Procedures and functions must be in a segment whose name is either CODE, CSEG, or something ending in _TEXT.
Initialised data must be in a segment whose name is either CONST or something ending in _DATA.
Uninitialised data must be in a segment whose name is either DATA, DSEG, or something ending in _BSS.
Any other segments in the object file are completely ignored. GROUP directives and segment attributes are also ignored.

7.5.3 Using `c16.mac` With Pascal Programs

The c16.mac macro package, described in section 7.4.5, can also be used to simplify writing functions to be called from Pascal programs, if you code %define PASCAL. This definition ensures that functions are far (it implies FARCODE), and also causes procedure return instructions to be generated with an operand.

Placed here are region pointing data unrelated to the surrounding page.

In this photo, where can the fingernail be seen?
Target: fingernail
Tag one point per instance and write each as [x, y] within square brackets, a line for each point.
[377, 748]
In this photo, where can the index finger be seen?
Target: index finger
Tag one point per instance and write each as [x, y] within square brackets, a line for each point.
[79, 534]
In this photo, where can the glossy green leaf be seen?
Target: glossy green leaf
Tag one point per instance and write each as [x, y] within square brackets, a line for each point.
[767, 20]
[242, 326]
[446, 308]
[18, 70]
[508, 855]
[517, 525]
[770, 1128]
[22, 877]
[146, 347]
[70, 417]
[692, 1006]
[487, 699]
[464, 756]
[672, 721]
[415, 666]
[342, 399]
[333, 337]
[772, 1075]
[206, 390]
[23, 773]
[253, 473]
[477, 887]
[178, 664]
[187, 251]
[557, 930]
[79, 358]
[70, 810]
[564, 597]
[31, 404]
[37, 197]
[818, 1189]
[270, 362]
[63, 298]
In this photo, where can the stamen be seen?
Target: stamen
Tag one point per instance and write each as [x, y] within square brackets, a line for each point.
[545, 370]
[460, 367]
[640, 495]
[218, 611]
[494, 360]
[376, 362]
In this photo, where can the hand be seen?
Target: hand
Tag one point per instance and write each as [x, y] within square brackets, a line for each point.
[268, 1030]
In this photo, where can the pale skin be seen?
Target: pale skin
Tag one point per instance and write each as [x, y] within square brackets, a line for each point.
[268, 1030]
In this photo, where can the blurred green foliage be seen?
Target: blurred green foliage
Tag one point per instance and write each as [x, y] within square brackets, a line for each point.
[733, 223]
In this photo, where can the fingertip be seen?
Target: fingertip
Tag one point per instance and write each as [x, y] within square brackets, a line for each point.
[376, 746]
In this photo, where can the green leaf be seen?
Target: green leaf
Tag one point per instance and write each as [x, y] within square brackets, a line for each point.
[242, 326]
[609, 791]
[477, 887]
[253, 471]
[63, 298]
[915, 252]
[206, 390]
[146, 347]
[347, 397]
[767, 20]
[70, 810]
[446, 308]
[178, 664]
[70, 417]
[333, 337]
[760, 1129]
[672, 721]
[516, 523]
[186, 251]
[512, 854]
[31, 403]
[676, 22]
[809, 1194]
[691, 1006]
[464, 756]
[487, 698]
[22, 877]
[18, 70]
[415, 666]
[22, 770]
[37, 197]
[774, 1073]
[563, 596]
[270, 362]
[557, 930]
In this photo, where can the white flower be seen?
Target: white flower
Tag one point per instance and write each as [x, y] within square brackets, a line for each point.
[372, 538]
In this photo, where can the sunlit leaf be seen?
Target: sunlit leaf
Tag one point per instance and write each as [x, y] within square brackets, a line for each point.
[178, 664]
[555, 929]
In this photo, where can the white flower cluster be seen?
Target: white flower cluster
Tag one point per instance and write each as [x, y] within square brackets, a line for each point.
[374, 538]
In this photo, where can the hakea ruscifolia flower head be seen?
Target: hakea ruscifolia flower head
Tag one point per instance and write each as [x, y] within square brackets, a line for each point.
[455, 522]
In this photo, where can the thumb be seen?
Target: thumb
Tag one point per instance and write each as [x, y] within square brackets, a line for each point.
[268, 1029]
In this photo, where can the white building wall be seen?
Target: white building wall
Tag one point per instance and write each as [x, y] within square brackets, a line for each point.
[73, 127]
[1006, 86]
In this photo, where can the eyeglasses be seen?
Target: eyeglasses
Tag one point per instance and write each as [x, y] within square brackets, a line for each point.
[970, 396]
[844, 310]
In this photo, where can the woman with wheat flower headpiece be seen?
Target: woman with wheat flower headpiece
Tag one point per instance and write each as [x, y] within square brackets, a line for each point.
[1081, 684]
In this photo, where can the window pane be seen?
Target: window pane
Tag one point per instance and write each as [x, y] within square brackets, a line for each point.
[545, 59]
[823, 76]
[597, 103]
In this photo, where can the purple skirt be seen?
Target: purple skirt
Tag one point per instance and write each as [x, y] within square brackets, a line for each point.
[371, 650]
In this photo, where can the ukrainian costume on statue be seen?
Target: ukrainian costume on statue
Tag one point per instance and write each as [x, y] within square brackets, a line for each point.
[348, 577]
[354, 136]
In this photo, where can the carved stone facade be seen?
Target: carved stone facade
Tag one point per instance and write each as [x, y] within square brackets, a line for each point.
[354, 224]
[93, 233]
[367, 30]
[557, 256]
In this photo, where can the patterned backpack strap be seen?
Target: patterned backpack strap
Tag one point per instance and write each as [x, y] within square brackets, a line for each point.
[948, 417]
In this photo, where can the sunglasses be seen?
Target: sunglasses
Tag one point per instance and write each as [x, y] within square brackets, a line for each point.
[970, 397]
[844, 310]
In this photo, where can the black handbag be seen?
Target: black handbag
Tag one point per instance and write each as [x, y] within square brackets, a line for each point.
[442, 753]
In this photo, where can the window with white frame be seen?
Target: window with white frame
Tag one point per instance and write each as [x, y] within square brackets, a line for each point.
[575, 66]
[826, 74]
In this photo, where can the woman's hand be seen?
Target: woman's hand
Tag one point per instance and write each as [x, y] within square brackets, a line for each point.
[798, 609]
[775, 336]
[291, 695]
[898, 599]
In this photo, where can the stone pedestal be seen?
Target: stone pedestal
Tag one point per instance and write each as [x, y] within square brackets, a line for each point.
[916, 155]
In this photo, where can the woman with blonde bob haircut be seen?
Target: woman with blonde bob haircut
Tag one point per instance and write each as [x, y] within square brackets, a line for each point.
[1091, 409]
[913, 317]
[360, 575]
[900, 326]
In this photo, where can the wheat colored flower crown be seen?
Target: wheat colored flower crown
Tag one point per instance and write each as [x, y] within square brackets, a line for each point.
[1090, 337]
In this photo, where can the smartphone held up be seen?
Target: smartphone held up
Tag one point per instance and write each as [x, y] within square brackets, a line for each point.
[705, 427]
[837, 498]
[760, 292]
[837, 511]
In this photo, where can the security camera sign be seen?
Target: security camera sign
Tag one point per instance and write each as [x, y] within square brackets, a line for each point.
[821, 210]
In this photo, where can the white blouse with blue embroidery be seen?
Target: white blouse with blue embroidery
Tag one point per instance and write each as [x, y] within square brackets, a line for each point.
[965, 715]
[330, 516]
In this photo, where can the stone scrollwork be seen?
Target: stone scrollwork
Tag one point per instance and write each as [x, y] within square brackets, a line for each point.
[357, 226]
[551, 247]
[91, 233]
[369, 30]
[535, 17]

Defining PASCAL does not change the code which calculates the argument offsets; you must declare your function's arguments in reverse order. For example:

%define PASCAL 
          proc _pascalproc 
%$j       arg 4 
%$i       arg 
          mov ax,[bp + %$i] 
          mov bx,[bp + %$j] 
          mov es,[bp + %$j + 2] 
          add ax,[bx] 
          endproc

This defines the same routine, conceptually, as the example in section 7.4.5: it defines a function taking two arguments, an integer and a pointer to an integer, which returns the sum of the integer and the contents of the pointer. The only difference between this code and the large-model C version is that PASCAL is defined instead of FARCODE, and that the arguments are declared in reverse order.